Google has targeted the Internet of Things to differentiate its cloud from rivals Amazon and Microsoft. The company said that the service would cost only a fraction of a cent per megabyte. But these fragments could add up with billions of embedded devices that companies may have to disconnect and reconnect, monitor and manage, and patch for several years.
Google recently acquired Xively, which helps companies connect devices to an Internet of Things network and manage them remotely, for $50 million. The company expects to add around 45 employees from Xively, which earned $3 million last year from customers like smart home supplier Lutron and smoke alarm maker Halo, while logging $13 million of expenses.
The service supports Google’s Android Things embedded operating system, which can be used inside microcontrollers and other low power processors.
The company has also partnered with Intel, Cisco, NXP and other companies to make more hardware compatible with a service for “globally distributed devices,” said Indranil Chakraborty, product manager for IoT Core.

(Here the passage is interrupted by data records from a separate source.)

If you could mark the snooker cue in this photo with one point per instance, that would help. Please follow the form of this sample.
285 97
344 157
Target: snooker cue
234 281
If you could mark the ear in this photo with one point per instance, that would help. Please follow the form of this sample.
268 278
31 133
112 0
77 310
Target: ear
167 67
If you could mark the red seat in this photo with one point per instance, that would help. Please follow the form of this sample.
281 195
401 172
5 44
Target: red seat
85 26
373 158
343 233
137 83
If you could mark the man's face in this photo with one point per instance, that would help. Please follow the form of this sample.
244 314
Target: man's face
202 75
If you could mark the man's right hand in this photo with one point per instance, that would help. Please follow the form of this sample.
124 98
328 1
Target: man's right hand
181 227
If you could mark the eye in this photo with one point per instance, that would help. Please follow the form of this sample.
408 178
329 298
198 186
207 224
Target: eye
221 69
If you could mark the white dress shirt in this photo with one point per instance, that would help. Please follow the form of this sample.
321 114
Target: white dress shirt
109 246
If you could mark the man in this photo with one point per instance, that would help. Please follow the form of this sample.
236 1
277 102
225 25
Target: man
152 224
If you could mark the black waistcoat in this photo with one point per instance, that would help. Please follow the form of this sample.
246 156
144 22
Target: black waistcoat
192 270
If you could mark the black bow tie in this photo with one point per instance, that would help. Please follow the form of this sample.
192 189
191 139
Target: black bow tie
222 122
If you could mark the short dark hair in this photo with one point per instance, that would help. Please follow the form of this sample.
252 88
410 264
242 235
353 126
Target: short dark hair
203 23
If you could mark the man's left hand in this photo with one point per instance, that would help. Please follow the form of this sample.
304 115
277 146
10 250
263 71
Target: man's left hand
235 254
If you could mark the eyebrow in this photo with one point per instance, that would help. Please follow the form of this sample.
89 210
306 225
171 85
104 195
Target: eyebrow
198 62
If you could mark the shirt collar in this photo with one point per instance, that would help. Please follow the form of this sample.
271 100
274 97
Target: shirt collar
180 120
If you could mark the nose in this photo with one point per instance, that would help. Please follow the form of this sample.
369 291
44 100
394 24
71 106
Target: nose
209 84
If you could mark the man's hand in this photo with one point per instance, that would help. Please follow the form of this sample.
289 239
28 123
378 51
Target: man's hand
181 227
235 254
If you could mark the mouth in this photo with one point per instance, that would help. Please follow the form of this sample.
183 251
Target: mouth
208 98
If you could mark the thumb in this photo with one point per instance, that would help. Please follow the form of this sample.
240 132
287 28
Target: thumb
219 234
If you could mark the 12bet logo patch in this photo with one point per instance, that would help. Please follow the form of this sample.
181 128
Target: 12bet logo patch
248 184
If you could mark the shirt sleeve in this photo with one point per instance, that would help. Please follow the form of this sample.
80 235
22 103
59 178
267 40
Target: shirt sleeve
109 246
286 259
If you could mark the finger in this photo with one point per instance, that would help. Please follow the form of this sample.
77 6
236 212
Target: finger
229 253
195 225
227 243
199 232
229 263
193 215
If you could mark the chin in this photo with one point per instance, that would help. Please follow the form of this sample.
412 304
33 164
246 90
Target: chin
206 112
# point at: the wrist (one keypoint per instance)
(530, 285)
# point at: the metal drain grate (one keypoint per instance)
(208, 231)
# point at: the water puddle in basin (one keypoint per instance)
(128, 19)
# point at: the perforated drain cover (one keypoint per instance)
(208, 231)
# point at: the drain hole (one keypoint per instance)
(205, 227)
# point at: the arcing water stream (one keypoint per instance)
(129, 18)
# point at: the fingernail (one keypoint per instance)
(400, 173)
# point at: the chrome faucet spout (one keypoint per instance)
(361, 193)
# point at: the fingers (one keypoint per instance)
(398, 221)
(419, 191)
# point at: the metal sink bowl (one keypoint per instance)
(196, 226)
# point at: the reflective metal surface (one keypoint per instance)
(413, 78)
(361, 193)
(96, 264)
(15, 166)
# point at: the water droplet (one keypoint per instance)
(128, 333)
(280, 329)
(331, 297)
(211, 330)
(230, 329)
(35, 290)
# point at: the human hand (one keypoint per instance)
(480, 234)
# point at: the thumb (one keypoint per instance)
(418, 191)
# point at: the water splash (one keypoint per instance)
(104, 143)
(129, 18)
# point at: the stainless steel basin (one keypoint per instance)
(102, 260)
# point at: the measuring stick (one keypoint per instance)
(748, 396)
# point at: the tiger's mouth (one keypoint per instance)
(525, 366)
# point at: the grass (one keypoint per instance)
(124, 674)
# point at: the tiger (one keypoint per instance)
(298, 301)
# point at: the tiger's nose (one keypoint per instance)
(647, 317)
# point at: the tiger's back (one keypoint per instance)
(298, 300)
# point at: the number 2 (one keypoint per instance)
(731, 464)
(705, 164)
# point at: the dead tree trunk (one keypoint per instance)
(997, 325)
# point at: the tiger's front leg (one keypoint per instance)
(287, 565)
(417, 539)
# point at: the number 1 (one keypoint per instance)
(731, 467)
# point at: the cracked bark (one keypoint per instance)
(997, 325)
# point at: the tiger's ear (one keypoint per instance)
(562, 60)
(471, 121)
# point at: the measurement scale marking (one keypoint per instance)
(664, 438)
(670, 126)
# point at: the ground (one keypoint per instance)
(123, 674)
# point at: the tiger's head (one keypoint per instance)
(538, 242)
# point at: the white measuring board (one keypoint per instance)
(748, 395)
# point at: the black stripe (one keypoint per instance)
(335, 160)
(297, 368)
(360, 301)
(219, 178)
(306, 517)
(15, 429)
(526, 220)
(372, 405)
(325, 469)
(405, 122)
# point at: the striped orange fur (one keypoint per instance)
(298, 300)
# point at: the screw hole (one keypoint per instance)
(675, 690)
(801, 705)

“Previously, we needed to individually set up each sensor,” said John Heard, chief technology officer of Smart Parking, which uses IoT Core to install sensors that monitor parking spaces in cities, in a statement. “Now we allocate manufactured batches of devices into IoT Core for site deployments and then, using a simple activation smartphone app, the onsite installation technician can activate the sensor or device in moments.”